# 2026-04-19 [[🎞️『パリに咲くエトワール』]]を観る
## 感想
劇場で鑑賞。

>[!info]
> ![[🎞️『パリに咲くエトワール』#概要]]
[[🎞️『サイダーのように言葉が湧き上がる』]]や[[🎞️『アイの歌声を聞かせて』]]など秀作が多いものの興行的には毎回苦戦しているように見える松竹配給のオリジナルアニメーション作品。
本作も初週こそは厳しいスタートだったが口コミでじわ売れしているようだ。遅ればせながら鑑賞。なるほど評判の良さも納得。
メインプロットは画家を目指す主人公・**フジコ**([[👤當真あみ]])とバレエダンサーを目指す友人・**千鶴**([[👤嵐莉菜]])との交流だ。
フジコはすぐに画家としての未来に暗雲が立ち込めるが、千鶴を応援するためにパリに残る。そうして彼女を応援する中で自己実現を果たし、最終的には画家としても大成していく様をさらりと描き切る。「推し活」時代のドラマという印象も強い。
二人の少女の成長物語が主軸であるが要素てんこ盛りだ。
20世紀初頭という歴史ものとしての見どころもあれば、次々と出てきては忘れがたい印象を残す多くの登場人物たち。
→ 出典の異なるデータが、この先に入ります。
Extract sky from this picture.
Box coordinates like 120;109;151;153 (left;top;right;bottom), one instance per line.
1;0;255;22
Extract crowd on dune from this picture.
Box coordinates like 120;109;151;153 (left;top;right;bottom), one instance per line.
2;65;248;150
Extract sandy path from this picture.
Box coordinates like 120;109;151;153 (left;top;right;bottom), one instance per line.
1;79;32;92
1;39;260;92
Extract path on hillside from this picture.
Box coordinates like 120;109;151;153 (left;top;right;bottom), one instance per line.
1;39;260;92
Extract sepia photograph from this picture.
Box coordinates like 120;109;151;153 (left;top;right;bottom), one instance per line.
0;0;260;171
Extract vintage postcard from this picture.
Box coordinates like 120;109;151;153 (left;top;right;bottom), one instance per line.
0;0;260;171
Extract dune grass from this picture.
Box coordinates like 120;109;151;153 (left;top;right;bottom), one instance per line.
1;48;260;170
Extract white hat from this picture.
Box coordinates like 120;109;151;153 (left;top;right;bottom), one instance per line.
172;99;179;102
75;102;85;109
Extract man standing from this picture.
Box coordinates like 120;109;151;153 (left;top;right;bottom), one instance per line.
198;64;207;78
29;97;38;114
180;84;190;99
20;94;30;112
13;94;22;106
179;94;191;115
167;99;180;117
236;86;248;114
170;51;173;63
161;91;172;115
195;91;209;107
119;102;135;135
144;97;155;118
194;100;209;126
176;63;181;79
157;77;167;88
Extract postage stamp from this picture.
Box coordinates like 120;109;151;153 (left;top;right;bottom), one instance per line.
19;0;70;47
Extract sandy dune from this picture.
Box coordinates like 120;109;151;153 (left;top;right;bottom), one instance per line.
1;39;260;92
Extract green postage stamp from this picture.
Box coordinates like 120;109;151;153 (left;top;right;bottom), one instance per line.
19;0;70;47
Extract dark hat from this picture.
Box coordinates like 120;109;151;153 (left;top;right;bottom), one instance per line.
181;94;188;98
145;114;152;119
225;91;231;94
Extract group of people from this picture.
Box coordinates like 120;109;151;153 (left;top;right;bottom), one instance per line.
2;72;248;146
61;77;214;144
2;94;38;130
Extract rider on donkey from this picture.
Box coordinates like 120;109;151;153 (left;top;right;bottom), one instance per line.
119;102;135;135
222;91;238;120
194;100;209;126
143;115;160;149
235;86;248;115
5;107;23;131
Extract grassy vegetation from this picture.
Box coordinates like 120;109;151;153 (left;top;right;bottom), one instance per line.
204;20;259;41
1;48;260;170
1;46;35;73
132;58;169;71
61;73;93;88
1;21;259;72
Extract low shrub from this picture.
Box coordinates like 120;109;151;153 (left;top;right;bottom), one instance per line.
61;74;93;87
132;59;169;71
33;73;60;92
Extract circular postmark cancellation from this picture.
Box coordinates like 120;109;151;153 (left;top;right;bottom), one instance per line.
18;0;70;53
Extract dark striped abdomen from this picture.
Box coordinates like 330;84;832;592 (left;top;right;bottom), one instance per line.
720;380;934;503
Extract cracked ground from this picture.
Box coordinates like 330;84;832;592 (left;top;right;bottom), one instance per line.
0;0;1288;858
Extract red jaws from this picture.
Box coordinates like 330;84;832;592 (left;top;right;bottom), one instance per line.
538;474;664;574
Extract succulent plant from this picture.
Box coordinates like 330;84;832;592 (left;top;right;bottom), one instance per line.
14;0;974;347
薙刀を中心としたバトルアクションも。もちろん舞台がパリというのも日本のアニメーションとしては目新しく、そして第一次世界大戦の最中ということもありそうしたきな臭さも漂わせる。
キャラクター描写は日本アニメ的なのに、背景描写はところどころ油絵チックな仕上がりになっている。これはフジコの目に見えている世界の見え方を反映しているのだろう。
物語の中心に立つフジコがポジティブに世界を見ている限り、世界はそれに応えてくれるかのようだ。世界にはフジコの心が踊るような美しいものも、戦争や差別といった理不尽もある。そんな中で好きな者/物のために強かに生きる姿は好ましく映った。
キャスティングでは千鶴役の[[👤嵐莉菜]]さんに注目。
大傑作[[🎞️『マイスモールランド』]]では現代日本でクルド人移民として生きる女子高生を演じたが、今作でもまた異国に生きる移民としてフジコとは異なる強かさを魅力的に演じていた。
という訳で総じて満足度の高い映画であったのだが、一点だけ苦言。
本編が始まる前に主題歌と本編映像を用いたミュージックビデオ的な特典映像が流されるのだが個人的にこういうのは嫌いだから止めて欲しい。映画が設計したテンションを、快楽の塊のような映像でぶち壊しているように感じてしまう。
こういう的はずれなことをしているから松竹のオリジナルアニメーション作品は興行に苦戦しているのではないだろうかと思わずにはいられない施策だった。